First time posting on this, so apologies if I mess anything up. I'm having an issue with my circuit that I'm having difficulty figuring out. I am using a TIP120 transistor to turn an LED on/off. The LED has a max operating current of 1A. I'm using a 1A buckpuck LED driver to power the LED, and this is a diagram of what my circuit looks like (wasn't sure what to do with the Arduino, sorry, so I just subbed in a voltage source):
The LED turns on and off when it's supposed to (I'm using an Arduino output pin connected to the TIP120 base through a small resistor). However, the brightness of the LED will sometimes start off very low, and over time (30s to a couple minutes) ramp up in brightness. I'm not sure what is causing this delay- I've tried with multiple LEDs and the behavior is the same, so I don't think it's that. My guess is that somehow I'm messing up the transistors?

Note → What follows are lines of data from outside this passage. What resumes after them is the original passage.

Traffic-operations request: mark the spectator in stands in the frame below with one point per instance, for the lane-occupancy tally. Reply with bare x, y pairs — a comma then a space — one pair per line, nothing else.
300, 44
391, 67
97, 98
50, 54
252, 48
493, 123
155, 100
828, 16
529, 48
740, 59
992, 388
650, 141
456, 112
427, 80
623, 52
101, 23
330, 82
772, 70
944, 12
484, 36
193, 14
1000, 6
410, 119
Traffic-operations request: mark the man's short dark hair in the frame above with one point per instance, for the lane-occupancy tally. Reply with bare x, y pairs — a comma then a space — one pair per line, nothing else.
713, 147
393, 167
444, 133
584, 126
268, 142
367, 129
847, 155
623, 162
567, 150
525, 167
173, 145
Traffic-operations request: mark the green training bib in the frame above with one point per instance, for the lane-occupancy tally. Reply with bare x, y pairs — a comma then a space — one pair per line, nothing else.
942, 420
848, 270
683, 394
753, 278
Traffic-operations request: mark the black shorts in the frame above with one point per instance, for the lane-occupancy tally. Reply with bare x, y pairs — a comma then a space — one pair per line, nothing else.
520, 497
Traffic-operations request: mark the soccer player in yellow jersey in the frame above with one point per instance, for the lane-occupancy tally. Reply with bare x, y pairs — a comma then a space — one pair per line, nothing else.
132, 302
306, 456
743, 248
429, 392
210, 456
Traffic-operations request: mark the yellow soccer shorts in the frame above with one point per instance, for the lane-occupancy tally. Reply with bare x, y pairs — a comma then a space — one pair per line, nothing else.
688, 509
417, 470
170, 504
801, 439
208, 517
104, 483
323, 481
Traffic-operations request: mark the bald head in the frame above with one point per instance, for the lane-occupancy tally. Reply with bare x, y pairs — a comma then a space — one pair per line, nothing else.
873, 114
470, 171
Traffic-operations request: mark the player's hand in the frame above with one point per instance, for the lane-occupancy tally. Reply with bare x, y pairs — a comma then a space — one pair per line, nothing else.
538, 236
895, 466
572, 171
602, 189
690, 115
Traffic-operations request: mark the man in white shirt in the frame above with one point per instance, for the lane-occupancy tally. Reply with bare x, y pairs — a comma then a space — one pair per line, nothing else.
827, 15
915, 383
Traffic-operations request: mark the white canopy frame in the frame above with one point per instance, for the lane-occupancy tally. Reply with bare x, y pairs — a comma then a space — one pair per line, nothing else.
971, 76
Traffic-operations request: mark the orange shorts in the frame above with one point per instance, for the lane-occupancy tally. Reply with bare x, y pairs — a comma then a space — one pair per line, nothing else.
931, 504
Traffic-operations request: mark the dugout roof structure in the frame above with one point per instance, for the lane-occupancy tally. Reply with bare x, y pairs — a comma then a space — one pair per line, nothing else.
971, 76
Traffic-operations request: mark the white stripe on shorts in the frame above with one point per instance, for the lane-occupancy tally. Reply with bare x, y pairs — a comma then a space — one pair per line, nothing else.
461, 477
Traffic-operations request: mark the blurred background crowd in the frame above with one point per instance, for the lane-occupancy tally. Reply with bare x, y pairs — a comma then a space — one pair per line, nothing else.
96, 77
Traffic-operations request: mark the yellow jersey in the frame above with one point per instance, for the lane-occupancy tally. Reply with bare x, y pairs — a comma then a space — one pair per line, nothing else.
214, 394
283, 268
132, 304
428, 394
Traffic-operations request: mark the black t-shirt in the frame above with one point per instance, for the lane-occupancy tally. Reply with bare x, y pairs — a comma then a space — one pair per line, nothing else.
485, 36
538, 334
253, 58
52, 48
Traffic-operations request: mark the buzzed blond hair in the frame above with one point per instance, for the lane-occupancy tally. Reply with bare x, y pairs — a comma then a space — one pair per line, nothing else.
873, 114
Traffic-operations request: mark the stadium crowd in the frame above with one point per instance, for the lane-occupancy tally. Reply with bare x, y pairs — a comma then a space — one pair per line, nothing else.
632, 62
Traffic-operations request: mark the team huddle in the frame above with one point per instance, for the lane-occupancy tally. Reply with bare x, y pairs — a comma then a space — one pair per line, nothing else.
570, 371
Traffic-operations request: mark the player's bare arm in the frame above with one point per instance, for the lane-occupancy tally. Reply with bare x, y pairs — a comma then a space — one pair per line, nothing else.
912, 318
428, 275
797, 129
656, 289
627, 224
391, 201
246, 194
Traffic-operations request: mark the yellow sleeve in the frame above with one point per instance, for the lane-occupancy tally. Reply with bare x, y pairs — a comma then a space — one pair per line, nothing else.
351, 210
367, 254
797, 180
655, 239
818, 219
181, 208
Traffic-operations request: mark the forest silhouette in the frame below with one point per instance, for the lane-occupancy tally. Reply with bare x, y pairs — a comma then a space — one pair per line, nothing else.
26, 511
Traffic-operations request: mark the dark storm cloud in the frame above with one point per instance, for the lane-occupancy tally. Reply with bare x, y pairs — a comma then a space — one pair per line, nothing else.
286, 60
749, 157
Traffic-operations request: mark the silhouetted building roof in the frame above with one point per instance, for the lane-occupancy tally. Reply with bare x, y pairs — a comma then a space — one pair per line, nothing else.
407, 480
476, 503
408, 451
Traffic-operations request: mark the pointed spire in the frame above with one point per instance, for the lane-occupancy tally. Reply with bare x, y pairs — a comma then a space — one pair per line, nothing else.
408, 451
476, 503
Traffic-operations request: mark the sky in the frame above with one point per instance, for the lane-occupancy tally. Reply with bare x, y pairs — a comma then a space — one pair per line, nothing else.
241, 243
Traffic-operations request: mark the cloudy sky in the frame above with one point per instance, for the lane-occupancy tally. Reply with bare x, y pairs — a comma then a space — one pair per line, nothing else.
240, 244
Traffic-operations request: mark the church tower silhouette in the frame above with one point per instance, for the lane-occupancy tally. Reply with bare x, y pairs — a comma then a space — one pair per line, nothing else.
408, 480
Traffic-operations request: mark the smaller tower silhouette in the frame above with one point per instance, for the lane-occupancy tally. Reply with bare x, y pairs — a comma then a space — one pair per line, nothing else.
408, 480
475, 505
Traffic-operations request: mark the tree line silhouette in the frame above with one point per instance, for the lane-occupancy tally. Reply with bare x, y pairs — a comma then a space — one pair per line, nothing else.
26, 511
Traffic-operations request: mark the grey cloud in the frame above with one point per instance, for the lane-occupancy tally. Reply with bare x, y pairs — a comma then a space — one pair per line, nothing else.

I've linked to the product info for the buckpuck I'm using: http://www.luxdrive.com/content/3021-BuckPuck.pdf
And the LEDs: https://www.ledsupply.com/leds/luxeon-rebel-color-leds
I'm also powering the buckpuck with a 12V 4.20 A DC power supply.
Hopefully I didn't miss anything, would appreciate any advice. Thanks!
This is the buckpuck configuration I'm using, with an external pot and a switch to control intensity. Without the transistor, this circuit works as expected. However, as soon as I add a transistor in the configuration posted above, the LED intensity becomes unreliable. The LED- terminal of the buckpuck is grounded, while the LED+ terminal of the buckpuck leads to the anode of the LED, and the cathode of the LED is connected to the collector.
If it helps, this is a screenshot of my Eagle schematic showing some more of the connections. I will try to make a more complete diagram once I have a mouse again. The LED560 label on the base connects to an Arduino GPIO pin via a 330 ohm resistor.
Thanks everyone for the quick answers. Configuring the circuit as in Figure 13 of the buckpuck datasheet works, and I now understand why it was a bad idea to use the TIP120, especially since the buckpuck driver already allows for logic-level control.